Monday, 17 March 2008

Shit happens again & again & again.....

I haven't posted for a while because I have made this blog PRIVATE, which means that nobody can read it unless I invite them, which means that nobody is reading this because I haven't invited anybody, which in turn, makes me wonder whether there is any point to writing anything down as I have no audience. BUT, I don't think that I want an audience because I am such a miserable cow right now so anything I say will NOT help others and what is the point of having a blog which can be read by others if it is just going to drag others down. I also don't like the idea of writing my deepest thoughts for a whole load of strangers to get their hand on. This is private and will stay that way....

There are so many things dragging me down at the moment.

It would seem that when you hit your 30's it becomes almost impossible to lose weight. The 7lbs which I managed to put on over Christmas (yes, in two weeks, 7lbs) has STILL not left my hips and no matter how hard I try I CANNOT lose any of the weight. I have been doing Slim Fast for the last two weeks in a bid to reduce my calorie intake and to reduce my appetite, after losing a crap 1lb in the first week and then weighing myself half way through the second week where I was surprisingly 2.5lbs under my starting weight, I get back on the scales today to find that I am right back where I started. WTF! It makes me feel like I may as well eat and drink what I want because the lard is here to stay. D keeps saying that I need to start exercising and I know that he is right but I just can't face it.
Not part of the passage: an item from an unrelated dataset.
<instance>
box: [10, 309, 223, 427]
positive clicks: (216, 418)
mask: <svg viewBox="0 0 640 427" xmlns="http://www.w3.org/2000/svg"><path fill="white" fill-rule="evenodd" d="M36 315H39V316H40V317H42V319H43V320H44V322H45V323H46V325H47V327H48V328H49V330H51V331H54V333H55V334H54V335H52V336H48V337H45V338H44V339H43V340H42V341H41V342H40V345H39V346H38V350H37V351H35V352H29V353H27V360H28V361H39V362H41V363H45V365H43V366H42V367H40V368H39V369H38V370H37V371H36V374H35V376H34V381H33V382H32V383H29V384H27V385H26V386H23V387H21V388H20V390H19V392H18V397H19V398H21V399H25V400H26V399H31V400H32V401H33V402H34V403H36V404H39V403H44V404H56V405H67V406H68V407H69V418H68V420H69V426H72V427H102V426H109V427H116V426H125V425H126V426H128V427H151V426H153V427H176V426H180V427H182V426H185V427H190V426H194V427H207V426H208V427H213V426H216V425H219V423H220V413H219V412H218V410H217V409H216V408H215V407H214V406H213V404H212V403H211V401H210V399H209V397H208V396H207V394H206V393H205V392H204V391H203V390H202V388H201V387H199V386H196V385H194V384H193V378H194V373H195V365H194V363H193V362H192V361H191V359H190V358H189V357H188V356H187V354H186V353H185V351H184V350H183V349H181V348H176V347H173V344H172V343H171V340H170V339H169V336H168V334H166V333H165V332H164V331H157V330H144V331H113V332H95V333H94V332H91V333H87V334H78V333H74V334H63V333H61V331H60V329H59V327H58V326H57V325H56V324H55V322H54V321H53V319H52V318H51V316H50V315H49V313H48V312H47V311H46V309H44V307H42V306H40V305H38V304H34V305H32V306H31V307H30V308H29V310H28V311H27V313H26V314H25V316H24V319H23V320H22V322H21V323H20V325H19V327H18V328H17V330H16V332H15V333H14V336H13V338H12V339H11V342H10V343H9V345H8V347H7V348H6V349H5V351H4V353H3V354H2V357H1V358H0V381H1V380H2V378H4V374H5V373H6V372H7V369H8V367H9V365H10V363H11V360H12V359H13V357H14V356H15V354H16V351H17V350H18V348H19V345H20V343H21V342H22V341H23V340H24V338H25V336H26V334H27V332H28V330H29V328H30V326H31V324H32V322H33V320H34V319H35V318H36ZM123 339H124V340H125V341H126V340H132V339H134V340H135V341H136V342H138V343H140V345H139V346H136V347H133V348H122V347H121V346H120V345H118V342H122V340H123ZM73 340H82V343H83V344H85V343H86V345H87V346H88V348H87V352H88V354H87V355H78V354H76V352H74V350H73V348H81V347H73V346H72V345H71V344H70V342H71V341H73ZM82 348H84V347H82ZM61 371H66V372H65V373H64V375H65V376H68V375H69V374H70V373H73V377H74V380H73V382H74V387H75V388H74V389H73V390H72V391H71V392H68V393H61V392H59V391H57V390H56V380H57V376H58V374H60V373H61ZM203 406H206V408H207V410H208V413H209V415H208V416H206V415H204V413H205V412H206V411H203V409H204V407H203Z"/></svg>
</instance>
D got his SA results and although at first I wasn't concerned, after talking to D over the weekend I am now quite concerned and even more convinced that we are NOT going to be able to conceive naturally. The down side to this is that I made D feel like shit because I showed shock when he told me the percentage of "damaged" sperm that he had. Basically the morphology of his sperm is abnormal, this means that some of his sperm has bent tails and/or heads which makes it hard for the sperm to penetrate the egg. Now, although the doctor said she cannot see any reason why this would stop us from conceiving a child naturally I am not so sure. My friend's husband had this and his abnormal morphology was about 35%, D said at the weekend that his was about 50% and this is why I freaked. My friend and her husband (with the 35% abnormal morphology) had to go through IVF to get their babies. D obviously doesn't know that I know what my friend's husband's morphology was and so I couldn't tell him but he had noticed the panic on my face and so has started to freak himself.

I am currently in two minds as to whether to apply for a job which would get me out of the hell hole I currently call work. But 1, I can't be ARSED to fill in the form, take the test and attend an interview. 2, I have absolutely NO self confidence and as a result do not feel like I am worthy of a new job which will eventually pay a lot more money than the one I am in at the moment. 3, I am too FAT to fit into my suit and 4, the journey to work would nearly double what it is at the moment and I already whinge about that. BUT, on the flip side, I HATE my job, I HATE the people I work with, I HATE my managers and I HATE being so miserable about my job.

And finally, the house we were in the process of buying is now under offer again and it isn't our offer which means that we will have to pay our solicitors about £500 for their services and will have nothing to show for it - same house, same road, same neighbours and same miserable existence!